In relationships it’s key to relay. Relay your feelings: not just love, joy and passion but also anger, hurt, stress and sadness. Share in each tear, each laugh, each whine. Joy shared is multiplied, pain shared is divided. Express and receive anger, say and accept apologies, resolve and try to do better, understand and make yourself understood. Talk and talk is not just talk. It answers questions, clears misconceptions, relieves tension, reveals emotions, assures and secures. It bridges gaps, builds trust, and above all saves relationships.
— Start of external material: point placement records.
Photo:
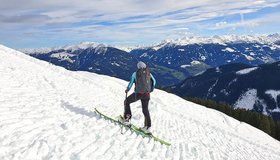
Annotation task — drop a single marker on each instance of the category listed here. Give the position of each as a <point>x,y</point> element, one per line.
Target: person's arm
<point>131,82</point>
<point>154,81</point>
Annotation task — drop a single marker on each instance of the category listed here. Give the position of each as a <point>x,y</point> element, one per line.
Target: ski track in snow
<point>47,112</point>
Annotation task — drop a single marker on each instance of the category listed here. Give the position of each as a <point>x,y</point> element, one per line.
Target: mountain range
<point>243,86</point>
<point>47,112</point>
<point>171,61</point>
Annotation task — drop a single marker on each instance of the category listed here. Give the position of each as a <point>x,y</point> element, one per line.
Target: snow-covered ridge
<point>82,45</point>
<point>47,113</point>
<point>263,39</point>
<point>223,40</point>
<point>246,71</point>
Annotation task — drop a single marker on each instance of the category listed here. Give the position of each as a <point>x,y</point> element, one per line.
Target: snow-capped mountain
<point>47,113</point>
<point>171,61</point>
<point>213,51</point>
<point>243,86</point>
<point>102,59</point>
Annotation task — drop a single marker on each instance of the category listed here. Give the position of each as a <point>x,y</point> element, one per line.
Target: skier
<point>144,84</point>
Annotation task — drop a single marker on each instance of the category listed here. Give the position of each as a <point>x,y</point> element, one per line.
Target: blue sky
<point>32,24</point>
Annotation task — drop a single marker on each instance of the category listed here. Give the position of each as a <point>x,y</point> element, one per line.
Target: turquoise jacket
<point>133,77</point>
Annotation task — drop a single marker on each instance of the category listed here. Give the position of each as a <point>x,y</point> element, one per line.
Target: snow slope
<point>46,112</point>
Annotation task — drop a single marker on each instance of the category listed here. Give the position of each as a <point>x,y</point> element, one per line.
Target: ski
<point>133,128</point>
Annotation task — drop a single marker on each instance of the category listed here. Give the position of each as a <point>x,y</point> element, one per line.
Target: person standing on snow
<point>144,84</point>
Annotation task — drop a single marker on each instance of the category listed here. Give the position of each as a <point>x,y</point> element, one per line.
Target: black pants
<point>145,102</point>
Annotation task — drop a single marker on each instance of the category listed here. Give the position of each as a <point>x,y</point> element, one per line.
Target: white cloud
<point>122,20</point>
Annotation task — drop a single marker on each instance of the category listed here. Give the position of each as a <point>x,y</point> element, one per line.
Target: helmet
<point>141,64</point>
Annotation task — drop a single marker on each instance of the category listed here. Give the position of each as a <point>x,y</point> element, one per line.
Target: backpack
<point>143,81</point>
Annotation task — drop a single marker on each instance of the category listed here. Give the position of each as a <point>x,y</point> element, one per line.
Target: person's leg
<point>130,99</point>
<point>145,110</point>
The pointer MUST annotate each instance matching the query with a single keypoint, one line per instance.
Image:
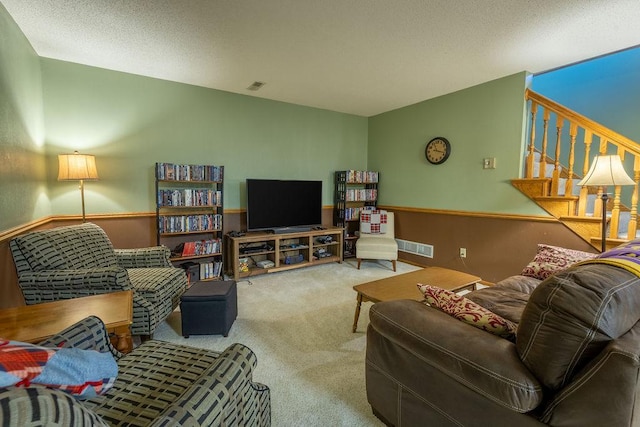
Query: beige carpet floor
(299, 325)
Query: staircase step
(556, 205)
(532, 187)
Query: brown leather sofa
(575, 361)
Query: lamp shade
(73, 167)
(604, 171)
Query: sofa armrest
(477, 359)
(87, 334)
(41, 406)
(54, 285)
(155, 256)
(225, 394)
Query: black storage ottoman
(209, 308)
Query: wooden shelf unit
(189, 211)
(354, 190)
(280, 248)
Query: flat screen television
(283, 205)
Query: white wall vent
(415, 248)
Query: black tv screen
(280, 204)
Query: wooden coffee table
(35, 323)
(404, 286)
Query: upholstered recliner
(378, 245)
(575, 360)
(79, 260)
(158, 384)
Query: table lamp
(606, 170)
(81, 167)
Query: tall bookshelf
(354, 191)
(189, 213)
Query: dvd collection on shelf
(175, 172)
(189, 223)
(202, 247)
(364, 177)
(210, 270)
(352, 214)
(361, 194)
(189, 197)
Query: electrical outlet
(489, 163)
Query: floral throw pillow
(552, 259)
(468, 311)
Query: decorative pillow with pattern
(468, 311)
(82, 373)
(373, 221)
(552, 259)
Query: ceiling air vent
(256, 85)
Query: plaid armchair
(158, 384)
(79, 260)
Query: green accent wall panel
(130, 122)
(23, 189)
(486, 120)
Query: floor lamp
(77, 167)
(606, 170)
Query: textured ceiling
(362, 57)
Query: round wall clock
(437, 150)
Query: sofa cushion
(572, 316)
(507, 298)
(467, 311)
(373, 221)
(83, 373)
(40, 406)
(66, 248)
(551, 259)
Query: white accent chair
(378, 246)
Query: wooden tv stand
(287, 251)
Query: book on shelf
(189, 223)
(364, 177)
(202, 247)
(189, 197)
(361, 194)
(179, 172)
(210, 270)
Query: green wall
(482, 121)
(130, 122)
(23, 191)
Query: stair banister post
(542, 171)
(633, 217)
(532, 138)
(555, 178)
(568, 188)
(584, 191)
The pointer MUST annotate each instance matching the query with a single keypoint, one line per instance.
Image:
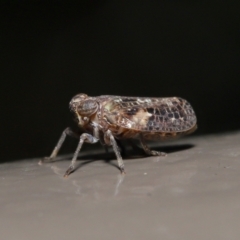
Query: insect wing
(151, 114)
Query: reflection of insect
(107, 118)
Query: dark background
(51, 50)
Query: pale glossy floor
(192, 194)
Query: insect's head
(83, 106)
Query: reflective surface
(193, 193)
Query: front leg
(85, 137)
(110, 140)
(55, 151)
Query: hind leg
(148, 151)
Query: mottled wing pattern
(150, 114)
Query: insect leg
(148, 151)
(85, 137)
(116, 150)
(55, 151)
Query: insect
(110, 118)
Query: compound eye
(87, 107)
(79, 97)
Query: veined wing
(150, 114)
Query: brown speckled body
(153, 118)
(107, 118)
No more haunting what-ifs, what-might-have-beens, ones-who-got-away coulda-woulda-shouldas. Only happily-ever-afters.

Slightly weathered slightly worn happily ever after :)

So the next time your girlfriend tells you she’s angry and hurting and she can’t sleep because something is bothering her, listen and try to make her feel better. Try not to think of it as nagging. It’s her way of telling you that something’s wrong and it just can’t freaking wait til tomorrow. Otherwise tomorrow it will seem forgotten but one day, when you least expect it, it will blow up in your face. So turn off that NBA game, stop surfing ESPN and talk to your girlfriend. Sort it out. It will just take a few minutes but it can possibly save you a lifetime of regrets.

Inspired by: D Sound, Baz Luhrman, Ellen Degeneres, Max Lucado
Triggered by: my overactive brain cells and slight symptoms of paranoia
Fuelled by: rush of girly girl hormones, banoffee pie, and my compulsive need to say my two cents worth and express my opinions (so sue me, I'm a Comm Arts graduate).
Note: Written in general. With no person in mind whatsoever. These are just learnings from stories and experiences. Any similarity to an actual real life breathing person on this earth is purely coincidental.